Admittedly that’s not how I watch it. When I watch Team America I watch it straight (as I do Starship Troopers). But that doesn’t mean that – for those who are interested in noticing that kind of thing – there isn’t a mildly subversive subtext in its sly, occasional hints that maybe the US isn’t the be-all and end-all of intelligence, sophistication, subtlety and deft foreign policy. Indeed, some might even argue that its very theme tune – America: Fuck Yeah! – is not to be taken at face value and that it hints at a gentle critique of gung-ho American imperialism.

The other reason I’m disappointed in Paramount is that I believe, au fond, almost everyone in Hollywood is at least twice as evil as the late Kim Jong Il or Kim Jong Un.

Though the Pyongyang regime comes in for a lot of stick for its human rights record, I think mankind owes it an enormous favour for leaking those emails in which senior Sony executives are caught out making inappropriate racial jokes about President Obama’s presumed movie tastes, and telling us what they really think about Angelina Jolie’s talents.
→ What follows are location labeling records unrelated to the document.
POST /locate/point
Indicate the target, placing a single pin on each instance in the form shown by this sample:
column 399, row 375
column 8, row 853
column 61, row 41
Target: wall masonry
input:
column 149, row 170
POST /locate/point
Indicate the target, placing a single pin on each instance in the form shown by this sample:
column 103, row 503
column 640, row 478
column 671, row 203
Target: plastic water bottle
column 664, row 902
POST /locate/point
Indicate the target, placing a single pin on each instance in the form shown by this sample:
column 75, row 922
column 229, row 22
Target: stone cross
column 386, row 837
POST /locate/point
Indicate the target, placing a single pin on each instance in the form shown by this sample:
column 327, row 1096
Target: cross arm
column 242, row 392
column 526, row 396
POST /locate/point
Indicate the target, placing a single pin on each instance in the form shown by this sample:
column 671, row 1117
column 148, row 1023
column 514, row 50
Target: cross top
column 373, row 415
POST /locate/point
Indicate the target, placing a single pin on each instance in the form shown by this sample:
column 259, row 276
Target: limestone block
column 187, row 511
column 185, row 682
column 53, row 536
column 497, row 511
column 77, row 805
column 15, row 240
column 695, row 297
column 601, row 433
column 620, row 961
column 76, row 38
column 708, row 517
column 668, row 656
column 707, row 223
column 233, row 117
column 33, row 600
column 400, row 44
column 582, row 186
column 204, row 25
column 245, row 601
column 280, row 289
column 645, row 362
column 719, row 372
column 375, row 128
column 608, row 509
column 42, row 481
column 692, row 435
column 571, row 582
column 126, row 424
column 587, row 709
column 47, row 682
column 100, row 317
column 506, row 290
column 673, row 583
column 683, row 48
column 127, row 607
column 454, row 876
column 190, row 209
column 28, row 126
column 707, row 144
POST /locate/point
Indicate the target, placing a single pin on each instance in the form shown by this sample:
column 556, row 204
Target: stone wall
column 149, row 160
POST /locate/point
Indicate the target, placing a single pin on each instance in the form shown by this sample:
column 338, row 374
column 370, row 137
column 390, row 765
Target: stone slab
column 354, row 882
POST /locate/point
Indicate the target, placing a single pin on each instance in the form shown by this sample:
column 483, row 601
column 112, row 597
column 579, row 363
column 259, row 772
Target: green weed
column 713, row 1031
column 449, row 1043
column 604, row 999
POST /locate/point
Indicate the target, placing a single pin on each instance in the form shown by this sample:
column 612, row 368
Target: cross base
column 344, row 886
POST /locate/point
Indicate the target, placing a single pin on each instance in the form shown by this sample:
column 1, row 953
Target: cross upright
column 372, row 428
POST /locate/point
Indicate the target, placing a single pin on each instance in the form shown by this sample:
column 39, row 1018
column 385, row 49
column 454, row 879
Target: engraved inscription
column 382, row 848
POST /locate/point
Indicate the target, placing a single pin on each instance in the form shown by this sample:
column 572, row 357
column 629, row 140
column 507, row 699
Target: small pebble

It certainly makes a pleasant change from all those gushing magazine features in which Angelina coyly reveals how tough it is trying to think up interesting new names for her latest adopted multi-ethnic kids while simultaneously dealing with Brad Pitt’s sex drive and spreading peace and harmony throughout the world while being the sexiest sex goddess in history and being a fantastically successful actress/director/future Nobel-Laureate.

In fact, when you think about it, Pyongyang and Hollywood have an awful lot in common. One day you’re the star of the show with your runaway hit Excellent Horse-Like Lady, the next you’re being fed into a cage of fifty starving dogs. Frankly they deserve each other.